While real life history is being made tonight at the Republican National Convention (this country really didn’t just nominate one of its most obnoxious citizens as a candidate for President of the United States, right?) I’m choosing to tune out the shenanigans. I watched last night and quite frankly, I’ve seen more than enough.
Instead, we’re watching Parks & Recreation this evening (“The Debate” from Season 4, which is actually rather apropos) and I’m sharing The Husband’s book review of Valiant Ambition: George Washington, Benedict Arnold, and the Fate of the American Revolution by Nathaniel Philbrick. (Who grew up here in Pittsburgh!)
While many believe they know the story of Benedict Arnold and his treasonous betrayal of his ‘country’, in Valiant Ambition by Nathaniel Philbrick, the many nuances and details that led Arnold – considered by some at the time to be an even greater commander of men than George Washington – to do what he did are deeply explored. Philbrick, at the same time, uses Washington’s story as a parallel to Arnold’s, making the book not only a great read, but one that greatly contributes to American Revolution historiography.

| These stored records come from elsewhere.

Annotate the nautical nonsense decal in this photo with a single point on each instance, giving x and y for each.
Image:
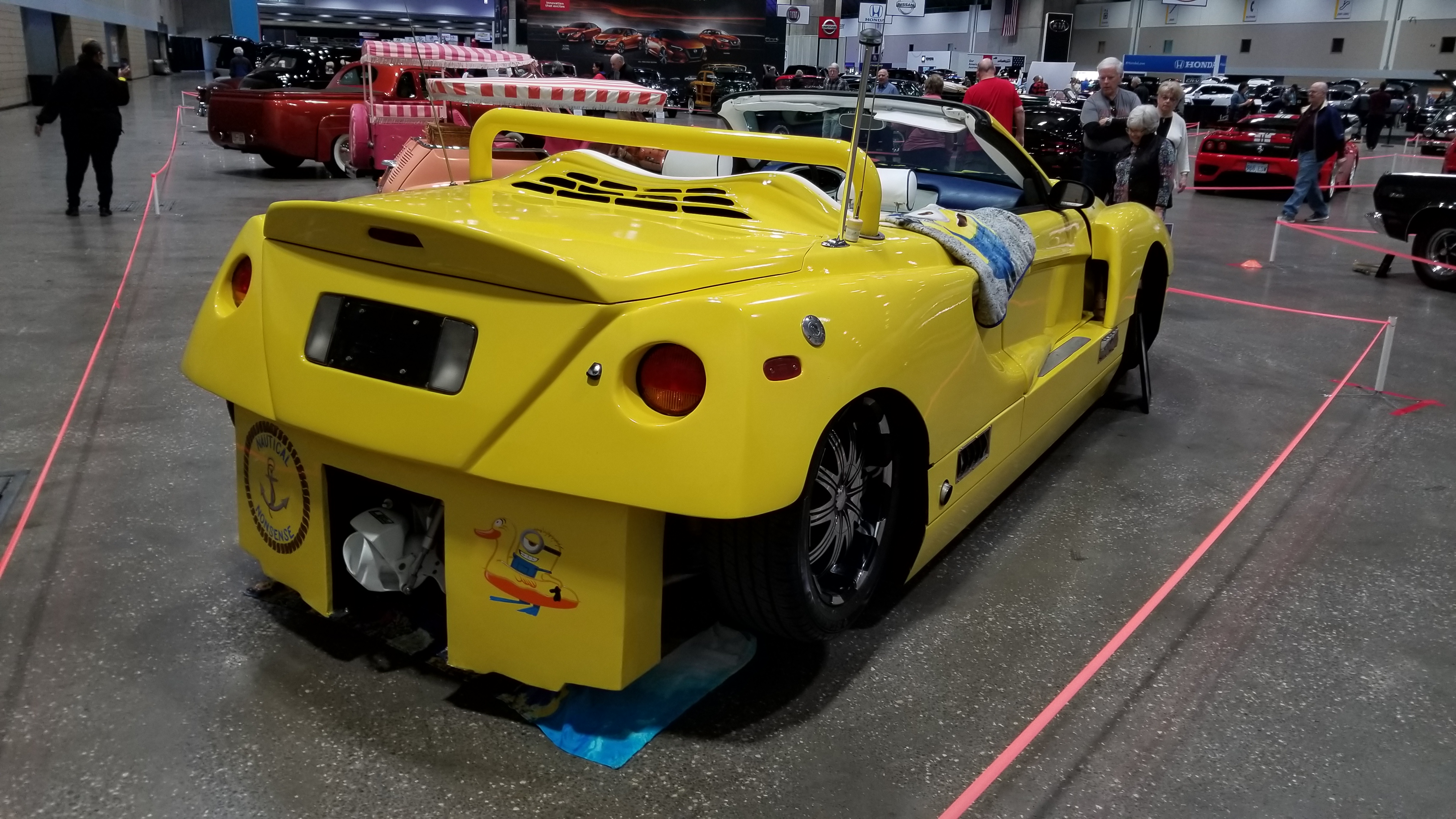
(525, 566)
(276, 487)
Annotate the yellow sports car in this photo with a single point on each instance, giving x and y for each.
(485, 400)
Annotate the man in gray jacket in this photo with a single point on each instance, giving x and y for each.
(1104, 127)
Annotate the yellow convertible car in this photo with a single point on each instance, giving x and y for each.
(488, 398)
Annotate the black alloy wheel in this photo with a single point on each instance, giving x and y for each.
(806, 572)
(1436, 242)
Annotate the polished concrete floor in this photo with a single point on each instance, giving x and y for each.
(1305, 668)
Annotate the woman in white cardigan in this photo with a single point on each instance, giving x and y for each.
(1174, 129)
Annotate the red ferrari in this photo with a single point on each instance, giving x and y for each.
(1258, 152)
(720, 40)
(578, 32)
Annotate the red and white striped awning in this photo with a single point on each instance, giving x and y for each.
(404, 113)
(551, 92)
(440, 56)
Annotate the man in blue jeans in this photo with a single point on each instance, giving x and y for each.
(1318, 136)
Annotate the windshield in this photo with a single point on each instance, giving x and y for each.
(282, 60)
(931, 139)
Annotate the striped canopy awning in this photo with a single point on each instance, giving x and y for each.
(439, 56)
(404, 113)
(560, 92)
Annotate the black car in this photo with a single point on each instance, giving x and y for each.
(299, 66)
(1055, 138)
(676, 88)
(1422, 206)
(1425, 116)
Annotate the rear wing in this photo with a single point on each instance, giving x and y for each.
(780, 148)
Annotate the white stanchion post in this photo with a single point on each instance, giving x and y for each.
(1385, 356)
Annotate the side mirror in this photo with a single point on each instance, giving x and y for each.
(1072, 196)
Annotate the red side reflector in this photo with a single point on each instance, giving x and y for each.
(783, 368)
(242, 279)
(672, 380)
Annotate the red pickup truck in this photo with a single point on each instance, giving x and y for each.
(290, 125)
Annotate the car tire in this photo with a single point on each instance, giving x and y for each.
(280, 161)
(806, 572)
(1148, 308)
(1436, 241)
(338, 162)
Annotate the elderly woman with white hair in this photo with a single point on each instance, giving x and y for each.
(1173, 127)
(1145, 171)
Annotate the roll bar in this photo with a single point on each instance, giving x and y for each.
(780, 148)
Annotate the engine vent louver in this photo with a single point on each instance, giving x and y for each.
(584, 187)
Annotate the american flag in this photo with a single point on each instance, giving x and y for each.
(1010, 21)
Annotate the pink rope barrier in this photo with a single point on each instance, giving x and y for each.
(91, 363)
(1013, 751)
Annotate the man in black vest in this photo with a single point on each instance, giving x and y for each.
(86, 98)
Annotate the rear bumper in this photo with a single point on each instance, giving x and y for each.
(592, 619)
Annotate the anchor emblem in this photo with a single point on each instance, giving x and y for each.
(273, 490)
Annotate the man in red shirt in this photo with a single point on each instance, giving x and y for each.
(998, 98)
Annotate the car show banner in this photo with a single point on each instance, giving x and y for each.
(672, 40)
(1174, 65)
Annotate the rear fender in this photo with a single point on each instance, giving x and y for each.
(1122, 237)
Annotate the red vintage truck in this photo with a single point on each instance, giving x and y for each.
(292, 125)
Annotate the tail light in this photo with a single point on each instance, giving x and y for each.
(672, 380)
(242, 279)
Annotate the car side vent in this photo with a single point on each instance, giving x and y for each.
(973, 454)
(583, 187)
(395, 237)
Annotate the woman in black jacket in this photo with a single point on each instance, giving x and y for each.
(1145, 171)
(86, 98)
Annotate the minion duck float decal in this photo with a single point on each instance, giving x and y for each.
(523, 566)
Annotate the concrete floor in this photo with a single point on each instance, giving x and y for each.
(1305, 668)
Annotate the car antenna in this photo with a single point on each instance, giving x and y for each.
(424, 90)
(868, 37)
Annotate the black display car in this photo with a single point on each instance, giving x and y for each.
(677, 90)
(299, 66)
(1055, 136)
(1422, 206)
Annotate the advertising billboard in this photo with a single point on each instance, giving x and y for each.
(677, 38)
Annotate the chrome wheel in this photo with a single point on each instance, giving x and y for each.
(1439, 245)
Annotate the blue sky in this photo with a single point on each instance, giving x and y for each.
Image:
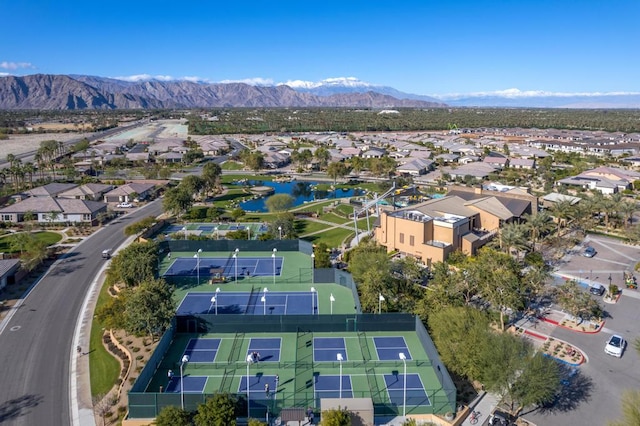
(423, 47)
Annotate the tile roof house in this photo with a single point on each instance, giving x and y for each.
(58, 210)
(8, 269)
(89, 191)
(128, 192)
(50, 189)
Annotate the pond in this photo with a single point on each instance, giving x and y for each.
(300, 191)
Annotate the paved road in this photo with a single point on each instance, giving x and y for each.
(36, 341)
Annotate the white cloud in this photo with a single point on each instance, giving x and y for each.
(15, 65)
(255, 81)
(520, 94)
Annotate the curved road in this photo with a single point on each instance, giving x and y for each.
(36, 339)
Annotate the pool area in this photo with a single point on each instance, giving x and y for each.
(301, 192)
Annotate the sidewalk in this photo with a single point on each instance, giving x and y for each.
(484, 405)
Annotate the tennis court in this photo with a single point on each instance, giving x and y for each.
(258, 302)
(328, 348)
(389, 348)
(268, 349)
(328, 386)
(415, 393)
(202, 350)
(227, 266)
(190, 384)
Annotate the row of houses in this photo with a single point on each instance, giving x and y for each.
(72, 203)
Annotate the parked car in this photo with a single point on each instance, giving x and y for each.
(499, 418)
(615, 346)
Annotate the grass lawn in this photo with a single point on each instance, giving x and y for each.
(332, 237)
(104, 368)
(231, 165)
(49, 238)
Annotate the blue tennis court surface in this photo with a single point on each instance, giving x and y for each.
(202, 350)
(328, 348)
(268, 349)
(389, 348)
(245, 303)
(416, 394)
(329, 387)
(190, 384)
(243, 266)
(257, 388)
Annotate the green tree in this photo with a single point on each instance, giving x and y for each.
(337, 170)
(630, 407)
(135, 263)
(211, 173)
(459, 334)
(177, 200)
(536, 384)
(279, 203)
(321, 253)
(217, 411)
(149, 308)
(336, 417)
(237, 213)
(173, 416)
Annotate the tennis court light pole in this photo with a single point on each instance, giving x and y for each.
(185, 359)
(404, 388)
(340, 359)
(197, 256)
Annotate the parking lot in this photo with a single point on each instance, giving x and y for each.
(593, 396)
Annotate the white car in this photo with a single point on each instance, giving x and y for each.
(615, 346)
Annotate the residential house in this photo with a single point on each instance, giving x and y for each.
(54, 210)
(522, 163)
(89, 191)
(8, 271)
(416, 167)
(129, 192)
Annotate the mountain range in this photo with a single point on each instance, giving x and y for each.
(64, 92)
(77, 92)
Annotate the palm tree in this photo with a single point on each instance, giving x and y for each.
(537, 225)
(562, 211)
(512, 235)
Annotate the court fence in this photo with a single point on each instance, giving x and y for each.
(442, 398)
(231, 245)
(148, 405)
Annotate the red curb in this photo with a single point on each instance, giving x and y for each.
(597, 330)
(539, 336)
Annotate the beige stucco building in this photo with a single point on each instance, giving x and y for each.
(430, 231)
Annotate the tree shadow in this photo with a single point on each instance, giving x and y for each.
(17, 407)
(575, 389)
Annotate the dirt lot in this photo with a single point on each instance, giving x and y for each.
(19, 144)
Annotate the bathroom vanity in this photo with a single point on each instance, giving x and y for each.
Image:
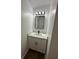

Philbrick argues that – in the end – a Benedict Arnold was needed to save the American colonies from losing the Revolutionary War. The story many of us ‘know’ is not how it really was during the fighting between 1775-1781. As Philbrick writes, “The real Revolution was so troubling and strange that once the struggle was over, a generation did its best to remove all traces of the truth. No one wanted to remember how, after boldly declaring their independence, they had so quickly lost their way; how patriotic zeal had lapsed into cynicism and self-interest; and how, just when all seemed lost, a traitor had saved them from themselves.”
This is post #51 of 99 in my 99 Days of Summer Blogging project.